Thursday, January 19, 2012

High School Hell

I am a hopeless awkward nerd.

I was when I was younger, I am now and I imagine I will always be that way. But let me explain how I've come to this statement.

I just finished reading The Geeks Shall Inherit the Earth by Alexandra Robbins after hearing a piece on NPR about it. In a nut shell, it tells the stories of 7 young people, how they deal with being different and how the school administration, their friends, their parents and even they themselves can make it better or worse. She also throws in some pop psychology for good measure, showing how kids who are considered the "cafeteria fringe" often thrive after high school for the exact same reasons they were persecuted. (What she calls Quirk Theory.)

What it doesn't talk about is the kids that couldn't overcome, like a 80's teen movie. Kids who never "got the girl", who showed the bully up or sang on a parade float. For every kid that thrived, there are 30 more who never got to shine. They couldn't break free of their station, couldn't escape the bullying, couldn't make new friends and didn't end the book, I mean high school, with an up-beat final thought.
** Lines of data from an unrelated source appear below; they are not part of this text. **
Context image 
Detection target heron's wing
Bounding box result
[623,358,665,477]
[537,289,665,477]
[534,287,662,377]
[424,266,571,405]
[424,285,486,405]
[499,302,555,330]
And because sometimes, the "real world" is just as cliquey, cruel and bullyish as high school. (Hello corporate America!) But that's a whole other blog...

I know I ran out the front doors screaming "FREEEEEDOOOOOM" on my last day. The blue face paint and kilt were probably overkill but what can I say? I was young and impulsive. Part of me (the selfish 16 year old me) wanted to yell at this book, "What about me?! I was tortured and bullied and hated life! Where's my Quirk Theory?!"
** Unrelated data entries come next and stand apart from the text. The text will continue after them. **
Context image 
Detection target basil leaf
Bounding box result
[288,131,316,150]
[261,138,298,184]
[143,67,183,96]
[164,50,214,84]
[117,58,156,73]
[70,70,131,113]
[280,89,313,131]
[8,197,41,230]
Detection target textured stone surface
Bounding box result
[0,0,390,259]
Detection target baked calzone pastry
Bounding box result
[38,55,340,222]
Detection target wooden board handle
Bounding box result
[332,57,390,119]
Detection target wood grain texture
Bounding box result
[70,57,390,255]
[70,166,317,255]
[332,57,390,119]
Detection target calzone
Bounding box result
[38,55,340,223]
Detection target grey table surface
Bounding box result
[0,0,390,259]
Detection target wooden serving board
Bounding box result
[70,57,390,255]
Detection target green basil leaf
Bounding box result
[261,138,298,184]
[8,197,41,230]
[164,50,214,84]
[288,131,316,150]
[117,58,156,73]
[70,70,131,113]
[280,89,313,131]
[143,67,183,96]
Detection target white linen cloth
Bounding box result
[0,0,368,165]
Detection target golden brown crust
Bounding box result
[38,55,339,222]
I don't want to come off as bitter (cause who wants to do that, right?) but this book, and any discussion of that time, really brought back some painful and icky feelings I had forgot about. The girls behind me who liked to pull out my hair a few strands at a time.The group of boys who poured coke in my backpack. The football guys who left their soup in my lunch chair (and the subsequent cleaning/drying in the girls bathroom, standing in my underwear under the hand dryer).  Lunch in the bathroom so I wouldn't have to walk into the lunch room anymore. Name calling, gossip and flat out insults where just another day among the four thousand other kids in my high school. I won't even get into the spitting incident...
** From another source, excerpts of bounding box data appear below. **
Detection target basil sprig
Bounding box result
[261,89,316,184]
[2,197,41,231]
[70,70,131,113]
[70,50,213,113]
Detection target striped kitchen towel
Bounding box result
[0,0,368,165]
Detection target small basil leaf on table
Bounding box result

"Dear Me: A Letter to my 16 Year Old Self" by Joseph Galliano offers that opportunity to offer advice to my high school self. Or my injured inner teen. Or maybe actual kids out there. I won't get too personal but I would do things differently. You can survive without these "friends" who aren't really your friends. You can have a real life that has nothing to do with school. You can be free. School is just a place to get you to the next step, something more important.

In the end, the non-thriving geek was not really what the book was about. I'd love to read one that was. I wish I could do it again. At the very least, I wish I could tell kids that the 4-7 years of hell you have to endure feels like a lifetime but trust me, there's so much more. Even the time outside of school, after school, weekends, vacations, that is your real life. The moments when you are thrust into this twisted sociological experiment called high school isn't the only time you exist. Your social and academic life in high school don't validate your existence. The more you live outside school, the more you are you and there is opportunity to be happy and fulfilled.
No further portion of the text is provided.